In the valley at the base of the slope were two old stone wells and some rock arrangements that were clearly human-made. These thrilled me. My mother had said that the wells were probably from colonial times or maybe even from the Indians. Colonial times and Indians and cavemen and dinosaurs and Jonny Quest intermingled freely in my mind. Whenever I went to that place in the woods, I felt as though I were entering a lost valley. I skirted around the cliff and went down into the valley along the brook that flowed through it. I climbed up the slope on the other side and sat in the great lap of an old birch tree, just where it divided into three strong trees, and from my perch, looked down at the old wells. I imagined I was one of those half-ape, half-human women I’d seen in the Museum of Natural History. My imagination was such that, after a short time, all vestiges of my former life faded from consciousness. Gone was my house, the road, my sneakers, my pink skin, my name; I became a wild, hairy ape-woman. I lived by the cliff for protection. My heart began to pound as I thought of marauders. Then, I heard them coming.
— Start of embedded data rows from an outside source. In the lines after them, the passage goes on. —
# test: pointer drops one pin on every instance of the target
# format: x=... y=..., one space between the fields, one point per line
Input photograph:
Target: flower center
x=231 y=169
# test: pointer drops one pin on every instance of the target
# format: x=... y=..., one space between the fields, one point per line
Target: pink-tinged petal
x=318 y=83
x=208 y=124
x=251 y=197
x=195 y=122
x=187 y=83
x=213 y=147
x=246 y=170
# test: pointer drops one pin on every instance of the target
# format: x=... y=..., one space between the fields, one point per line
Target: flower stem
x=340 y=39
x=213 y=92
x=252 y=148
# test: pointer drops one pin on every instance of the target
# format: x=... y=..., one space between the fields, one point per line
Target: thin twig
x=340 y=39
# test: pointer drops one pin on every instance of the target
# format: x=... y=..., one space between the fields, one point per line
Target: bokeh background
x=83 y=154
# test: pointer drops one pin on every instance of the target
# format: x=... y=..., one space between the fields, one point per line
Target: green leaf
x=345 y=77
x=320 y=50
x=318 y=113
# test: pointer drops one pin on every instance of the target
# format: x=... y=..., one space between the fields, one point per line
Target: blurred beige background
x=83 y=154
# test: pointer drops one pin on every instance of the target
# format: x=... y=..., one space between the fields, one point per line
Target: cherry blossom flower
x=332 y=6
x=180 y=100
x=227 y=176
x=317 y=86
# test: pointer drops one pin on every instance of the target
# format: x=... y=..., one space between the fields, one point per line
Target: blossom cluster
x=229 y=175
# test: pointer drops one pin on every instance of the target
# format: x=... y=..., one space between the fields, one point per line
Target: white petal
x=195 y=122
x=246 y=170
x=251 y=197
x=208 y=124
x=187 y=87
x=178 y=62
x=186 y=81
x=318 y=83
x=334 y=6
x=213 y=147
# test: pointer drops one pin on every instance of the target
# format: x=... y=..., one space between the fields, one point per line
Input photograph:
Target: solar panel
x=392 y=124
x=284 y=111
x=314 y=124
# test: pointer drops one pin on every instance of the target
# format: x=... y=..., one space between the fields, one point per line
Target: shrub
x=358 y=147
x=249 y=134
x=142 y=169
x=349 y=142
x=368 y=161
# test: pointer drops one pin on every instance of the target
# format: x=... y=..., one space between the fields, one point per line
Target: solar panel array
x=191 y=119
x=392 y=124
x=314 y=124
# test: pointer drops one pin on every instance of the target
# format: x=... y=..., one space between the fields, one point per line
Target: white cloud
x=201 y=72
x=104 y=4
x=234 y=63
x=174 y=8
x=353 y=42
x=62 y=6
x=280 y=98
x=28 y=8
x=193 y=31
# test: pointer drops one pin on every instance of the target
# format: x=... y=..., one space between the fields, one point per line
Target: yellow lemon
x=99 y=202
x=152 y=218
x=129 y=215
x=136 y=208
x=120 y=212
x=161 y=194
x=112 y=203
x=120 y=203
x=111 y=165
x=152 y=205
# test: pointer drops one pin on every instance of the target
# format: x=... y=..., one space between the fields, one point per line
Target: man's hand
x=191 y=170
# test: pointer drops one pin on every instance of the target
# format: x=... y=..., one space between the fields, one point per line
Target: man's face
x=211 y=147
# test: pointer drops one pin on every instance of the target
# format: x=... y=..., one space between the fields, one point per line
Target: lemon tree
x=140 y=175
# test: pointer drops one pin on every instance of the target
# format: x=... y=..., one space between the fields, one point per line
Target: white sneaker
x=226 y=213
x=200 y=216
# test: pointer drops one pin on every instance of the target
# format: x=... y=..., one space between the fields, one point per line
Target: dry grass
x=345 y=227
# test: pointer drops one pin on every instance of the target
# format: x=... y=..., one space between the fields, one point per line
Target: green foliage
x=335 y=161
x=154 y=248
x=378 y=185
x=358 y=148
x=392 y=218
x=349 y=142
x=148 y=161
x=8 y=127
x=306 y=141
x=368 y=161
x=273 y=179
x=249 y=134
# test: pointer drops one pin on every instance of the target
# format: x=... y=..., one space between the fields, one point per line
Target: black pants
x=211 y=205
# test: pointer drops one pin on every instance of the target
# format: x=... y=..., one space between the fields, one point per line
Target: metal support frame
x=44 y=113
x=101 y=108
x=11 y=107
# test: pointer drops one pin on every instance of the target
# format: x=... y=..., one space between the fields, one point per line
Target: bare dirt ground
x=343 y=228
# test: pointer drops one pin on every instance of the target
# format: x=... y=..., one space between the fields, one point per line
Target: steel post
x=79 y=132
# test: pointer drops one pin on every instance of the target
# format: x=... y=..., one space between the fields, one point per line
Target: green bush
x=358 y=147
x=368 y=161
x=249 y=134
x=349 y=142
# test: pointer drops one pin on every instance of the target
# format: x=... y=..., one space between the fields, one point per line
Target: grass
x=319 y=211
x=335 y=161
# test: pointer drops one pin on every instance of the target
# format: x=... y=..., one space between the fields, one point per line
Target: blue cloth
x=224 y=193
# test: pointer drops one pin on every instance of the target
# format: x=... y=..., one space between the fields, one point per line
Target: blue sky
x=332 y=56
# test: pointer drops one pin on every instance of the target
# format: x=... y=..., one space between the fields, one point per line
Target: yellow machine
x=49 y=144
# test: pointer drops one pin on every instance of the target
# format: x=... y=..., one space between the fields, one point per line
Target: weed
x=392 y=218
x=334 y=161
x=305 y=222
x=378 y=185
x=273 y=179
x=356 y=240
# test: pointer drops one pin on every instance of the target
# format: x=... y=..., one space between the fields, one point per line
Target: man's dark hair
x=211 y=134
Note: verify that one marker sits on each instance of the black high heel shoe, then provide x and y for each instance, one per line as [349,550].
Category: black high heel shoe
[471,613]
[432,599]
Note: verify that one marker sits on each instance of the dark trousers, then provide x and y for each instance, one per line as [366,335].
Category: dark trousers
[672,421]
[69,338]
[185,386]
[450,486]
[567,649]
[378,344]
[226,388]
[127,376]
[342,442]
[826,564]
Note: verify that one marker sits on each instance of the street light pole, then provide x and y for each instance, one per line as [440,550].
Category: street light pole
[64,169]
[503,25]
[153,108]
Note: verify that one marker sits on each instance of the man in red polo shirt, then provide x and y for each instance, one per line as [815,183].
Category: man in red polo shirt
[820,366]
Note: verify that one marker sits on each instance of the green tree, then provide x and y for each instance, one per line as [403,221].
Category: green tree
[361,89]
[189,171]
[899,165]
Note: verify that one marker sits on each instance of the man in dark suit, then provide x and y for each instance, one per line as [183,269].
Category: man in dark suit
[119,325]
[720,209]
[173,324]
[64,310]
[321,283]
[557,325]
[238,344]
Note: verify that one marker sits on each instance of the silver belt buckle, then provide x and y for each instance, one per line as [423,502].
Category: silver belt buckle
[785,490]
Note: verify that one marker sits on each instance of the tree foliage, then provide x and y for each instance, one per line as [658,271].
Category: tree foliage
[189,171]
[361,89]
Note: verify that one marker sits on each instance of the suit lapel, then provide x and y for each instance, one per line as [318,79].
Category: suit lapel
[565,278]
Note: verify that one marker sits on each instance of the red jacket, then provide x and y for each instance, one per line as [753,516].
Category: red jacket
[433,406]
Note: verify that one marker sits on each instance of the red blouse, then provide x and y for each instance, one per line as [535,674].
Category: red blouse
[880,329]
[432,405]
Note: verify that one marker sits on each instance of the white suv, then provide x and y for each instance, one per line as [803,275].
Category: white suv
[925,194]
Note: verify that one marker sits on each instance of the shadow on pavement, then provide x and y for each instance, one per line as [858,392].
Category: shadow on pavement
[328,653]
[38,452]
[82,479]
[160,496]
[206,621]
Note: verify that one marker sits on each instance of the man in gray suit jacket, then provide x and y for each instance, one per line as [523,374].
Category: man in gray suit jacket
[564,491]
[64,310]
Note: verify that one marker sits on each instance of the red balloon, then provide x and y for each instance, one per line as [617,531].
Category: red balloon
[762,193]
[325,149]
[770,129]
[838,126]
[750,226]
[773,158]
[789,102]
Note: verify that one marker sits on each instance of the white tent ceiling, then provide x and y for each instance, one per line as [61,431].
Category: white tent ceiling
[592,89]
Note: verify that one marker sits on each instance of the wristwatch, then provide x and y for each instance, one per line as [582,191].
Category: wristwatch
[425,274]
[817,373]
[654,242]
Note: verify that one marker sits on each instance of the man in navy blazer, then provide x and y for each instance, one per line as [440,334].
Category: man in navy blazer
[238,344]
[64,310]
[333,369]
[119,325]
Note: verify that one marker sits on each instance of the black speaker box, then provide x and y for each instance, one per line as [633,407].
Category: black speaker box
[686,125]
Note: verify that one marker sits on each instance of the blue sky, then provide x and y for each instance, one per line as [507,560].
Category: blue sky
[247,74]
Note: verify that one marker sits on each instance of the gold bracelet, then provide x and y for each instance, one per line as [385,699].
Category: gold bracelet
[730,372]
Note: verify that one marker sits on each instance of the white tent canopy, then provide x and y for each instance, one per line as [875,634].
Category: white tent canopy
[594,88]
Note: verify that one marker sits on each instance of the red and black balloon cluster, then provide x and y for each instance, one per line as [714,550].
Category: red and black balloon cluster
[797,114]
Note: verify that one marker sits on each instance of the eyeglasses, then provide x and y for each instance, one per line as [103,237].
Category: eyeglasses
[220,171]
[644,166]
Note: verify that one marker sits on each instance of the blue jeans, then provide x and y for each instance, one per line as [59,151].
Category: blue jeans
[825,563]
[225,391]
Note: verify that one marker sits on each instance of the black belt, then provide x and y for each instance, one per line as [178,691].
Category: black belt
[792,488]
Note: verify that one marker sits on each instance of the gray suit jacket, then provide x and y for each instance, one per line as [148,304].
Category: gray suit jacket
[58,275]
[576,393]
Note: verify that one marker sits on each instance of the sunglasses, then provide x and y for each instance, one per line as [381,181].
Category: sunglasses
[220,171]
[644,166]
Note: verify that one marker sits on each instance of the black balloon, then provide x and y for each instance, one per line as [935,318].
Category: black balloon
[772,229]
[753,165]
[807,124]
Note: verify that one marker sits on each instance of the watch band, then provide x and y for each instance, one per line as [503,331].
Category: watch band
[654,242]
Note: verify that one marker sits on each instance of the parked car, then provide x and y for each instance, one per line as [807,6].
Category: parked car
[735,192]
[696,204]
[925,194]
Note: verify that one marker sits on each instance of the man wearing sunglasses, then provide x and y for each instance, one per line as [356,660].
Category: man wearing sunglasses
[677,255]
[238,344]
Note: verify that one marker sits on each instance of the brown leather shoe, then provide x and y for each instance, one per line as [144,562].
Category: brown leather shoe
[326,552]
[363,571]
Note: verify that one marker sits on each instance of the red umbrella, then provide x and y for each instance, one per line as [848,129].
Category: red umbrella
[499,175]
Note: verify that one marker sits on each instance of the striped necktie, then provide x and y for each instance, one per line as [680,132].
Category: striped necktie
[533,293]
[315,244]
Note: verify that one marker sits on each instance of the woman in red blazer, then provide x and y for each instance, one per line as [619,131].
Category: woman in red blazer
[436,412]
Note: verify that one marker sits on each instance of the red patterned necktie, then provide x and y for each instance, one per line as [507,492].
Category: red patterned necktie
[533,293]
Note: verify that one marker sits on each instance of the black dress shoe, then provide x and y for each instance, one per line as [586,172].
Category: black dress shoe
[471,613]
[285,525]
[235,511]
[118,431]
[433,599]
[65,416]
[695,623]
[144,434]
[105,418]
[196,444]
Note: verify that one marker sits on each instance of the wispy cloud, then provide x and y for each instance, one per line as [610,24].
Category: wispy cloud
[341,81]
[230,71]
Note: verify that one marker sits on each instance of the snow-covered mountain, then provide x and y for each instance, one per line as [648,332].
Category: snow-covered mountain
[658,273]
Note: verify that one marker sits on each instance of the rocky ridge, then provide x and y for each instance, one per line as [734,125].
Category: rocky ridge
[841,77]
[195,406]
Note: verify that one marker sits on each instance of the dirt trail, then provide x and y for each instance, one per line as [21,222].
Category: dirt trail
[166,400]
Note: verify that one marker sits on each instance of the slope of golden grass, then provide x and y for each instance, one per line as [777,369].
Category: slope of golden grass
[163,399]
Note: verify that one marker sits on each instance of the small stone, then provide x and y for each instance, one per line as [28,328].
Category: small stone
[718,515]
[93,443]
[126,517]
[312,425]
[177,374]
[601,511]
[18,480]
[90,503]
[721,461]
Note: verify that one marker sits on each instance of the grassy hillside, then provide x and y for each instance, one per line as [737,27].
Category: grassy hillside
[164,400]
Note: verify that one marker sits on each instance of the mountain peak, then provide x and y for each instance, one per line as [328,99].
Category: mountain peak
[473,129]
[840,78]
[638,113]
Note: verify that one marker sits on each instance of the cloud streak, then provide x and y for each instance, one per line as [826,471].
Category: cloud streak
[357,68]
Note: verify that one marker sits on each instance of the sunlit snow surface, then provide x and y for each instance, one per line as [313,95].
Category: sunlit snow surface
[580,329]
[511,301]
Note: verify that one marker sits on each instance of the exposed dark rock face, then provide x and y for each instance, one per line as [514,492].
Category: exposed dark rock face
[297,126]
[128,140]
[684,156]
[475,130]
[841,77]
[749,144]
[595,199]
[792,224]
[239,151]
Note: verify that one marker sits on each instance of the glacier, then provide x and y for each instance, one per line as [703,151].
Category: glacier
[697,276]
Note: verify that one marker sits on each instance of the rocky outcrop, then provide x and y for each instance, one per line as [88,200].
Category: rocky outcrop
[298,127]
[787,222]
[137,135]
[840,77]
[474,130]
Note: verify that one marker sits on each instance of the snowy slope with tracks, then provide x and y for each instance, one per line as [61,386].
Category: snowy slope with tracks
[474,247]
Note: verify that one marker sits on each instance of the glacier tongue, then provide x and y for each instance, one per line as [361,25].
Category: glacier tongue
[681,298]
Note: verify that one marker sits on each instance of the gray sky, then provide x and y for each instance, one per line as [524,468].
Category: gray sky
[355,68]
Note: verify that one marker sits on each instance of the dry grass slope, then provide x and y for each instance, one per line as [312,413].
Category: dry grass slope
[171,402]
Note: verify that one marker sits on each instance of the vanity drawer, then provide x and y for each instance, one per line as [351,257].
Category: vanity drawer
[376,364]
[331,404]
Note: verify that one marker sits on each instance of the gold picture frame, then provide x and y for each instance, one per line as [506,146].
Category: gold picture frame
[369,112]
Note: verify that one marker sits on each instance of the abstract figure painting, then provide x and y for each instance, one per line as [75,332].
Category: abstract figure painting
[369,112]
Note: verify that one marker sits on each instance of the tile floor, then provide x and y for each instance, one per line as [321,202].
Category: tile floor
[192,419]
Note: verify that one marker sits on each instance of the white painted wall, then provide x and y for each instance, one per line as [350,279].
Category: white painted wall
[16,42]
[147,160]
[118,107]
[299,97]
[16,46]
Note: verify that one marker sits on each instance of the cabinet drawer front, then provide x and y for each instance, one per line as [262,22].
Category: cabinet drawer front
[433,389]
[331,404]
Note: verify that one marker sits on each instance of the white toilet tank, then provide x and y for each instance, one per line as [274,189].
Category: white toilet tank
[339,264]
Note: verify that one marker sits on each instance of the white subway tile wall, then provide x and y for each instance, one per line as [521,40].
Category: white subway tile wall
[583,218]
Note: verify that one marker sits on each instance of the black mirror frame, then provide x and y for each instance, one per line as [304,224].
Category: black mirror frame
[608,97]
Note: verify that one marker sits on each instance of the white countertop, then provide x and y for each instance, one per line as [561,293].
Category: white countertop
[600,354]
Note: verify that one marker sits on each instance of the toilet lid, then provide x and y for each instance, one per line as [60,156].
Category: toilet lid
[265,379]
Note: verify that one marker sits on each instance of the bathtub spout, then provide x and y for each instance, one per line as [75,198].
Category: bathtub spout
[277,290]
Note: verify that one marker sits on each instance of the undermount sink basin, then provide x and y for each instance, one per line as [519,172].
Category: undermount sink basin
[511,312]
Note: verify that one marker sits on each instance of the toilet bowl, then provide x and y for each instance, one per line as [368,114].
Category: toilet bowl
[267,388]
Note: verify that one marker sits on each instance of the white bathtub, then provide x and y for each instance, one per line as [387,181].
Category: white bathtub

I chose a high point and waited, muscles taut, poised to hurl down a rain of rocks upon their heads. My eyes surveyed the area for possible escape routes in case there were too many of the enemy. I saw them coming over the far ledge. My bowels turned to ice; there were at least twenty heading straight for our wells. I picked up my club and ran noiselessly, just the sound of my pulse and the wind in my ears, fleeing for my life down the path of an old stream bed through the woods. I reached the swampy area where they would lose the scent of my trail and plunged in, weeds whipping my face and making little cuts on my legs. I didn’t feel the stinging until after my flight.

I spotted our well-house
2
and came abruptly to a halt. I was entering forbidden territory. I crept up to the window, daring myself to look in. The thought never occurred to me that the well-house was forbidden
for my own safety. I thought, or more than half-thought, that someone had been murdered and was floating around in there, which was why we couldn’t use the well anymore and the water was rusty-colored and bad. I did not peek in. My club was powerless against bloated corpses.

Beyond the well lay an old logging trail that led to the road. As I emerged into the dappled sunlight of the dirt road, familiar plants, and birches, I metamorphosized back into girl—hairy body became pink, uncovered breasts flattened, matted hair became messy braids, and I thought about a bologna sandwich with mustard.